I could see my metabolism slowly waking up from her slumber. I wanted more. I wanted to jump start my dormant metabolism. I hated hearing. “You will always have a difficult time losing weight because woman your age their metabolism is not working like it used to.” Well if that is the case then let’s do something about it.
The first thing I did was go to the local vitamin store GNC. The clerk was very helpful and understanding of my needs. I explained I did not want anything to raise my heart and give me the jitters. He explained what product would be great for me to use and continued to inform me that if I do not like the way the pills made me feel, I have the options to return them with no question asked. I like that deal and customer satisfaction. Sold.
I started taking the pills as recommended. The first few months I did see some weight loss, but not to my satisfaction. I needed to figure out my next steps in my weight loss journey. I did not want to purchase more pills to get the job done.
First, I got it out of my mind that this pill or any pill is NOT a super pill.
Second, I realized I had to change my thinking about food and exercise.
I started a food journal. I logged everything in this journal. (no cheating) The only person who would lose by cheating would be me. So, I included candy, crackers, water, coffee, EVERYTHING I thought might be too small or unimportant was logged in. I left no rock unturned.
I would weigh myself every morning and log this into the journal. At the end of each week, I would look at the journal and analysis which food needs to be removed and what needs to be added. Then, I add what exercise I should add and for how long. If I plateau, I will analysis what I would need to do once again to jump start my metabolism.
In order to focus, I wrote down my goals. This is the way I broke them down:
Start weight: 250
End weight: 150
Monthly weight loss: 10 pounds
Daily Log I would write my weight and upcoming goals.
Once I did this, I started seeing results. My clothes were beginning to fit loosely. I started getting excited. My coworkers and family were noticing. Within 6 months junk foods which included — no soda and no fast food, was removed from my food pyramid. When I went out eating, I felt as if the waiters/waitress’ might not like me because I was always substituting items. That was just in my mind because those I came across were sweet as apple pie. I changed my portion sizes to a baby bowl size for every meal. I drank water and regular tea versus diet soda and sweet tea.

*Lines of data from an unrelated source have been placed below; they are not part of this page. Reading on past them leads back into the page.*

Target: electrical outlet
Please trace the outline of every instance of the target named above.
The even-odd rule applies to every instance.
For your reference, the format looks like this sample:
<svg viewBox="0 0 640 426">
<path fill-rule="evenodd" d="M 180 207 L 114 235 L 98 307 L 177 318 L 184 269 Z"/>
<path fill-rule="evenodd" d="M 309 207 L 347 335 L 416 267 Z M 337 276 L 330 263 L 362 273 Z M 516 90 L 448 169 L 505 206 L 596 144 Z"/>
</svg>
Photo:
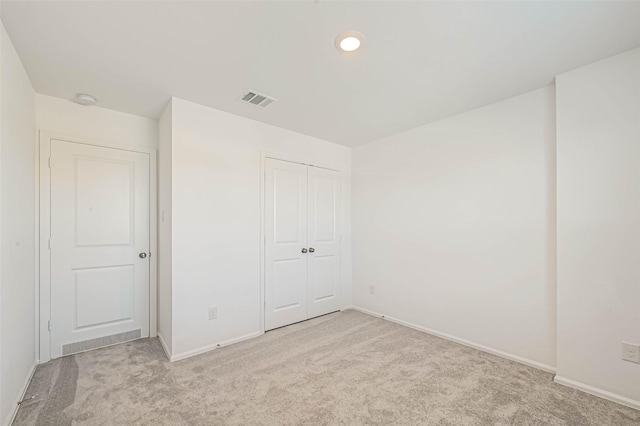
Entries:
<svg viewBox="0 0 640 426">
<path fill-rule="evenodd" d="M 369 286 L 369 294 L 376 294 L 376 286 L 374 285 Z"/>
<path fill-rule="evenodd" d="M 640 364 L 640 345 L 622 342 L 622 359 Z"/>
<path fill-rule="evenodd" d="M 212 306 L 209 308 L 209 319 L 214 320 L 218 318 L 218 307 Z"/>
</svg>

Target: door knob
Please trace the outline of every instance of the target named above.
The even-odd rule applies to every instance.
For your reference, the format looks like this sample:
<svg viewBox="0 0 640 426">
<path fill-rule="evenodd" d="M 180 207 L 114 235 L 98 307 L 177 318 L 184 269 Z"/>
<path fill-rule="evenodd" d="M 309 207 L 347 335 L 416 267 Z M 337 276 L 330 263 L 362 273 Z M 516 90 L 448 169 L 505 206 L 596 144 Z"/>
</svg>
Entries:
<svg viewBox="0 0 640 426">
<path fill-rule="evenodd" d="M 303 253 L 306 253 L 306 252 L 307 252 L 307 249 L 306 249 L 306 248 L 303 248 L 303 249 L 302 249 L 302 252 L 303 252 Z"/>
<path fill-rule="evenodd" d="M 142 252 L 142 253 L 140 253 L 140 254 L 138 255 L 138 257 L 139 257 L 140 259 L 144 259 L 145 257 L 147 257 L 147 253 Z"/>
<path fill-rule="evenodd" d="M 316 249 L 314 249 L 313 247 L 309 247 L 309 253 L 313 253 L 314 251 L 316 251 Z"/>
</svg>

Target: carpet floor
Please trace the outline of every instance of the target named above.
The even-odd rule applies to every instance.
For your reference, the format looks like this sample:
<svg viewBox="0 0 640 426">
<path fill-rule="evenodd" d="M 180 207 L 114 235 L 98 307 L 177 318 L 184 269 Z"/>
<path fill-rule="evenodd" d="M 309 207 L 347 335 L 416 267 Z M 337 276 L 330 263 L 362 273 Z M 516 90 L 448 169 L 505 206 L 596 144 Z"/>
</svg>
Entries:
<svg viewBox="0 0 640 426">
<path fill-rule="evenodd" d="M 640 411 L 355 311 L 183 361 L 157 339 L 40 365 L 15 425 L 631 425 Z"/>
</svg>

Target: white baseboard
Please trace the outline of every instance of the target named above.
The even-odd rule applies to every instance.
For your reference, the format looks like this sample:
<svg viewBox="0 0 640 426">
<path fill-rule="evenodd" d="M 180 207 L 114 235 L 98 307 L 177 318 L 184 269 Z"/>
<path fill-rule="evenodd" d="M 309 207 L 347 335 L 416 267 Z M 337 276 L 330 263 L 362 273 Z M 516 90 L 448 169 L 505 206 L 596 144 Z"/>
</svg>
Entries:
<svg viewBox="0 0 640 426">
<path fill-rule="evenodd" d="M 174 362 L 174 361 L 180 361 L 180 360 L 186 359 L 186 358 L 191 358 L 192 356 L 200 355 L 200 354 L 203 354 L 205 352 L 209 352 L 209 351 L 212 351 L 214 349 L 221 348 L 223 346 L 229 346 L 229 345 L 232 345 L 234 343 L 240 343 L 240 342 L 243 342 L 245 340 L 253 339 L 255 337 L 262 336 L 263 334 L 264 333 L 262 331 L 257 331 L 255 333 L 245 334 L 244 336 L 235 337 L 233 339 L 225 340 L 225 341 L 222 341 L 222 342 L 219 342 L 219 343 L 214 343 L 212 345 L 202 346 L 202 347 L 197 348 L 197 349 L 192 349 L 190 351 L 181 352 L 179 354 L 170 356 L 169 360 L 171 362 Z"/>
<path fill-rule="evenodd" d="M 347 309 L 347 308 L 345 308 L 345 309 Z M 426 327 L 423 327 L 421 325 L 416 325 L 416 324 L 413 324 L 413 323 L 410 323 L 410 322 L 407 322 L 407 321 L 403 321 L 403 320 L 400 320 L 400 319 L 397 319 L 397 318 L 393 318 L 393 317 L 389 317 L 389 316 L 386 316 L 386 315 L 382 315 L 382 314 L 379 314 L 377 312 L 373 312 L 373 311 L 370 311 L 368 309 L 363 309 L 363 308 L 360 308 L 360 307 L 357 307 L 357 306 L 351 306 L 348 309 L 353 309 L 354 311 L 359 311 L 359 312 L 362 312 L 362 313 L 367 314 L 367 315 L 372 315 L 374 317 L 380 317 L 380 318 L 386 319 L 388 321 L 395 322 L 396 324 L 400 324 L 400 325 L 404 325 L 405 327 L 413 328 L 414 330 L 422 331 L 424 333 L 431 334 L 431 335 L 434 335 L 434 336 L 437 336 L 437 337 L 441 337 L 443 339 L 447 339 L 447 340 L 459 343 L 459 344 L 464 345 L 464 346 L 469 346 L 470 348 L 478 349 L 480 351 L 487 352 L 487 353 L 490 353 L 492 355 L 499 356 L 501 358 L 506 358 L 506 359 L 508 359 L 510 361 L 515 361 L 515 362 L 518 362 L 520 364 L 528 365 L 529 367 L 533 367 L 533 368 L 537 368 L 539 370 L 546 371 L 547 373 L 552 373 L 552 374 L 556 373 L 556 368 L 552 367 L 550 365 L 543 364 L 541 362 L 534 361 L 534 360 L 531 360 L 531 359 L 528 359 L 528 358 L 524 358 L 524 357 L 521 357 L 521 356 L 518 356 L 518 355 L 513 355 L 513 354 L 510 354 L 508 352 L 503 352 L 503 351 L 498 350 L 498 349 L 490 348 L 488 346 L 484 346 L 484 345 L 481 345 L 479 343 L 470 342 L 469 340 L 461 339 L 459 337 L 452 336 L 450 334 L 441 333 L 439 331 L 432 330 L 430 328 L 426 328 Z"/>
<path fill-rule="evenodd" d="M 29 372 L 29 375 L 27 376 L 27 380 L 24 382 L 24 384 L 22 385 L 22 391 L 18 394 L 14 404 L 13 404 L 13 412 L 11 413 L 11 415 L 9 417 L 7 417 L 7 422 L 4 423 L 4 426 L 10 426 L 13 421 L 16 419 L 16 415 L 18 414 L 18 409 L 20 408 L 20 406 L 18 405 L 18 403 L 20 401 L 22 401 L 24 399 L 24 396 L 27 394 L 27 388 L 29 387 L 29 383 L 31 383 L 31 379 L 33 379 L 33 375 L 36 372 L 36 367 L 38 366 L 38 363 L 34 362 L 33 365 L 31 366 L 31 371 Z"/>
<path fill-rule="evenodd" d="M 160 341 L 160 346 L 162 346 L 162 349 L 164 350 L 164 354 L 167 356 L 167 359 L 171 361 L 171 351 L 169 350 L 169 348 L 167 348 L 167 342 L 164 341 L 164 337 L 162 337 L 162 334 L 158 333 L 157 337 Z"/>
<path fill-rule="evenodd" d="M 600 398 L 608 399 L 609 401 L 617 402 L 618 404 L 626 405 L 627 407 L 635 408 L 636 410 L 640 410 L 640 401 L 636 401 L 635 399 L 627 398 L 626 396 L 618 395 L 613 392 L 602 390 L 590 385 L 585 385 L 584 383 L 576 382 L 575 380 L 567 379 L 566 377 L 558 375 L 556 375 L 553 381 L 558 384 L 577 389 L 579 391 L 586 392 Z"/>
</svg>

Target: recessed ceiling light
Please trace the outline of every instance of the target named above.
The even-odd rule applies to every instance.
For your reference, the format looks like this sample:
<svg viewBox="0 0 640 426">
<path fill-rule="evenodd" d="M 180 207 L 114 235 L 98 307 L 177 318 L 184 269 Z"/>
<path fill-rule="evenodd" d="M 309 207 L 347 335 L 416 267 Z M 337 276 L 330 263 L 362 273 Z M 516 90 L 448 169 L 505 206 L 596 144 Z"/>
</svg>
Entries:
<svg viewBox="0 0 640 426">
<path fill-rule="evenodd" d="M 96 98 L 91 95 L 87 95 L 86 93 L 78 93 L 73 101 L 84 106 L 95 105 L 97 102 Z"/>
<path fill-rule="evenodd" d="M 336 37 L 336 49 L 343 52 L 354 52 L 360 48 L 364 36 L 357 31 L 347 31 Z"/>
</svg>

I still ate my favorite foods especially when I might have a craving. Like cheese. I feel like I was a mouse in my past life and was unable to get the cheese I wanted then, so here I am being a glutton for cheese. The other items I just cannot remove from my system are my special creamer for coffee and the Ritz crackers I enjoy dipping in the coffee every morning. Other than that, after a while, I trained my body not to crave destructive items. Now I no longer have those juke food cravings or turn to food as a comfort.
My self-control paid off. One year later, I am now 162 pounds, size 10 in jeans, and my dress size depending on the design is either medium or large. I am not currently at my goal of 150 pounds and I do struggle every day to have self-control via the office, parties, and life but I keep in mind on my goal. I was excited to wear a bathing suit for the very first time in 22 years.
What keeps me going so I want gain the weight back? I look at past pictures of myself and remember the way I do not want to look. I remember the way my health is now compare to the past and tell myself I will never want to suffer the chronic pain I had from the past. Lastly, I love the way I look and the way my clothes fit me.
Remember this is not a diet this is a way of life.